Oilfield Worker’s Trade Union (OWTU) branch president, Kevin Arjoon said, “The frustration is caused mainly by the lack of respect and also the lack of payment for close to eight years. No payment of COLA (Cost of Living Allowance) has been made. They’re not honouring the collective agreement by paying the gain share so they are breaching the collective agreement. They are unilaterally interfering with people’s pension plans and they have incorrectly calculated people’s pension.”
He explained that hundreds of workers have been affected including retirees who worked with the company for over 40 years, present hourly rated and casual employees and junior and senior staff.
Arjoon said the last time management met with the union representatives was on March 31.
“We have been waiting on some documents so we can proceed with the negotiations. We are waiting on some financial documents that we have not been furnished with since March 31.”
He added that these documents were received in the past.
“Everything that we benefit from is based on these financials. For the unions to calculate workers’ money properly, the financials need to be given to us, as they’re customarily given to us...Over the past three months we had about eight deaths to the TCL family. Workers who have died and not received their money,” Arjoon said.
He added that during the Covid-19 pandemic, operations continued at the plant.
“The workers came out, braved that period of time and we continued working and producing. So during the Covid period, the company would have made a significant amount of money. To have us outside like this is not right.”
Employee Akini Solomon said that while they are being told there is no money, expensive vehicles are being seen and expensive parties are being held.
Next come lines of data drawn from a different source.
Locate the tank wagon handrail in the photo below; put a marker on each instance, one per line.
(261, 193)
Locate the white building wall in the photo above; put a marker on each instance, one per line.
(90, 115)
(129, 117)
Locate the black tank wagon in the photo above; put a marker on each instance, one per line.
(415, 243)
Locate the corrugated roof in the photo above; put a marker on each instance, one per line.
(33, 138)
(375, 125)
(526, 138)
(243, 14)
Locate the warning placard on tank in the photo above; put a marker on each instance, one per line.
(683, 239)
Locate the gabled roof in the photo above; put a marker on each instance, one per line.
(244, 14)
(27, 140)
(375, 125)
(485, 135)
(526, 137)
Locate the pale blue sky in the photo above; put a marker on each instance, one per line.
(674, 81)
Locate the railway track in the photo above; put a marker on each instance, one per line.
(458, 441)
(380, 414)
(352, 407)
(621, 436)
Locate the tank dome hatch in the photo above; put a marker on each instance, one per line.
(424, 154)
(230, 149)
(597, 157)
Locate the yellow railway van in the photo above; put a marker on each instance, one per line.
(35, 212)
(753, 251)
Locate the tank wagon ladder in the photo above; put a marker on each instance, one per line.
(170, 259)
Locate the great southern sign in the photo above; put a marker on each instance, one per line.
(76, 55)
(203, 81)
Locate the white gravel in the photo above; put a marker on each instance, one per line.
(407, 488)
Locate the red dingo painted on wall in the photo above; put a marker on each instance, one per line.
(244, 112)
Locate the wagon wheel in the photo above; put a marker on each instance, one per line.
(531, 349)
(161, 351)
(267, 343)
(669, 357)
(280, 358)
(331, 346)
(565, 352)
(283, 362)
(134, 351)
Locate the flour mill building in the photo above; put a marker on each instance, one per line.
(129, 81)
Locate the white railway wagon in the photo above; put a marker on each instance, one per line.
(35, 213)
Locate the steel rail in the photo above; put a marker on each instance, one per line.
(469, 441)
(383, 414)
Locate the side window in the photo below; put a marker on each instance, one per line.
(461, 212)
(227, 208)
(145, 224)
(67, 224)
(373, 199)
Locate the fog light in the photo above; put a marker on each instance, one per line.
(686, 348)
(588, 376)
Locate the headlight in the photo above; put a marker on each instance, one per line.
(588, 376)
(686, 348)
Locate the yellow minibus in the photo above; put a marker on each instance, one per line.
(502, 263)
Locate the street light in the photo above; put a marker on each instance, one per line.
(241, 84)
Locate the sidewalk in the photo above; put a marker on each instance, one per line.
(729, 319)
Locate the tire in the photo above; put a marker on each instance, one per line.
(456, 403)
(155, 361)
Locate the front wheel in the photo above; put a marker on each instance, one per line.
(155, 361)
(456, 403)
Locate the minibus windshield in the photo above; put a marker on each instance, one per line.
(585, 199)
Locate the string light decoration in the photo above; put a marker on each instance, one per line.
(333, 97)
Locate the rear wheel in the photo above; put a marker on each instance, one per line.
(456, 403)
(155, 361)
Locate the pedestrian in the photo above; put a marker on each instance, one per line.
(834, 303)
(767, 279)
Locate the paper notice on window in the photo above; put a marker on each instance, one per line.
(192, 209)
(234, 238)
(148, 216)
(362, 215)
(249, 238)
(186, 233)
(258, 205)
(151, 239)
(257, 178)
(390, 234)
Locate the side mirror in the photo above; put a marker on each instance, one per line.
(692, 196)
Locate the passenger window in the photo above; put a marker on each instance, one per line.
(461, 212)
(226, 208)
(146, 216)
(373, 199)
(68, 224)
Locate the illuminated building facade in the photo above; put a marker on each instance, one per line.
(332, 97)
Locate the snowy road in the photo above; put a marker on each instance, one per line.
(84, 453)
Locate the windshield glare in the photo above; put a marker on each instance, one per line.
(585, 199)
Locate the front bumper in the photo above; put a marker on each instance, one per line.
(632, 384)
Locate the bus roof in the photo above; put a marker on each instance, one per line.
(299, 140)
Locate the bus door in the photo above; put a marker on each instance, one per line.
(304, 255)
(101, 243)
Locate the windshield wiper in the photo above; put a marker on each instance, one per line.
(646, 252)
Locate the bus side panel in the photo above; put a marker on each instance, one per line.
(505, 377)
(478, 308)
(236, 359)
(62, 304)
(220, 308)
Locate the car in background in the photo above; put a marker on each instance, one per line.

“Is it that the company’s giving away free vehicles? The hotels having free parties? No, they playing with our monies and we are fed up,” said Solomon.
Workers added that protest action will continue even as Arjoon said they are awaiting a meeting with company officials.
“We’re hoping that the management is responsible enough to meet with us and sort out these issues, bring these things to a close, give us the financials, allow the union to do what the union has to do and bring settlement to these workers. It’s too long, eight years.”
The Express sent a message to an official from the company’s communication department yesterday requesting a comment. No response was received.